By the end of the 19th Century, the terminal moraine on the county line also included the Evergreens, Trinity, Bnai Jeshurun, Salem Fields, Machpelah, Union Field, Mount Neboh, Beth El, Mount Carmel, Mount Lebanon, Shearith Israel, and Hungarian cemeteries- a necropolis of many faiths and nationalities.
A Parkway for Brooklyn and Queens
Following the annexation of Brooklyn and Queens to the City of New York, planners proposed extending Eastern Parkway further east towards Queens by running through Highland Park, past Ridgewood Reservoir and through the cemetery belt into Forest Park.
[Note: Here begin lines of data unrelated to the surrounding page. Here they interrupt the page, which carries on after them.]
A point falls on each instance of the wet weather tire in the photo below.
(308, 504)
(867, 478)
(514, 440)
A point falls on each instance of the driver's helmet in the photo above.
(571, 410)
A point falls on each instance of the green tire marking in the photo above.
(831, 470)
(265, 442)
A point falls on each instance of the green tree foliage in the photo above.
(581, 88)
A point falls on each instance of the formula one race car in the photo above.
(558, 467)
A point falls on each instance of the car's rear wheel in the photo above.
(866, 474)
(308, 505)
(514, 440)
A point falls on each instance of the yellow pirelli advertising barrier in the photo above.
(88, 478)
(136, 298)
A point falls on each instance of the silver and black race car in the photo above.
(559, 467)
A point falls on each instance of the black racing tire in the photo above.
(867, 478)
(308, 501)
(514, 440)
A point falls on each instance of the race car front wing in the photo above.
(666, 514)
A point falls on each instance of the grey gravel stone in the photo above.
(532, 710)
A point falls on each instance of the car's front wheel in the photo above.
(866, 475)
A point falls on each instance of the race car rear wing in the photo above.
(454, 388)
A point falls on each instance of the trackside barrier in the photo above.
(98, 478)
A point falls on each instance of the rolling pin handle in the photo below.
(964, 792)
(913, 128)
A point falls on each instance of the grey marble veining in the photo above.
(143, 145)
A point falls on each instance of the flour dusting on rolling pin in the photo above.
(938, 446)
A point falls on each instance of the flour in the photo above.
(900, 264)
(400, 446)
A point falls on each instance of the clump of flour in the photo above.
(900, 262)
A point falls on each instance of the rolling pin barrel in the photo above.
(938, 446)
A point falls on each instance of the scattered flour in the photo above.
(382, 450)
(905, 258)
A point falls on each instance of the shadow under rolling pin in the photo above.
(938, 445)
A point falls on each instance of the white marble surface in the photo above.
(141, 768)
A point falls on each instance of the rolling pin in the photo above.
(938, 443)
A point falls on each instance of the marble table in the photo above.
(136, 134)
As it was to straddle the county line, it was named Interborough Parkway. Above is a 1914 proposed route, from the Brooklyn Daily Eagle.
First proposed in 1899, it took until 1908 to secure state legislative approval. Construction began in 1927 but suffered delays as hundreds of graves at Cypress Hills Cemetery had to be relocated. To minimize disturbance to the dead, Delta Pond was sacrificed in favor of the parkway. This also explains for its tight curves, and lack of shoulders, laid out in a way that minimized the removal of graves.
Building a highway through or past a cemetery is a very practical policy, as the dead cannot protest a road running through their backyard.
The 1940 aerial survey of Interborough Parkway, from the city’s Municipal Archives shows the site of Delta Pond on the parkway in a natural depression between two of the cemetery’s bridges. The slope that overlooked the pond now overlooks the parkway, site of the Urn Garden, where cremated remains are buried. The two bridges in this photo were removed around 2000 during a highway reconstruction project.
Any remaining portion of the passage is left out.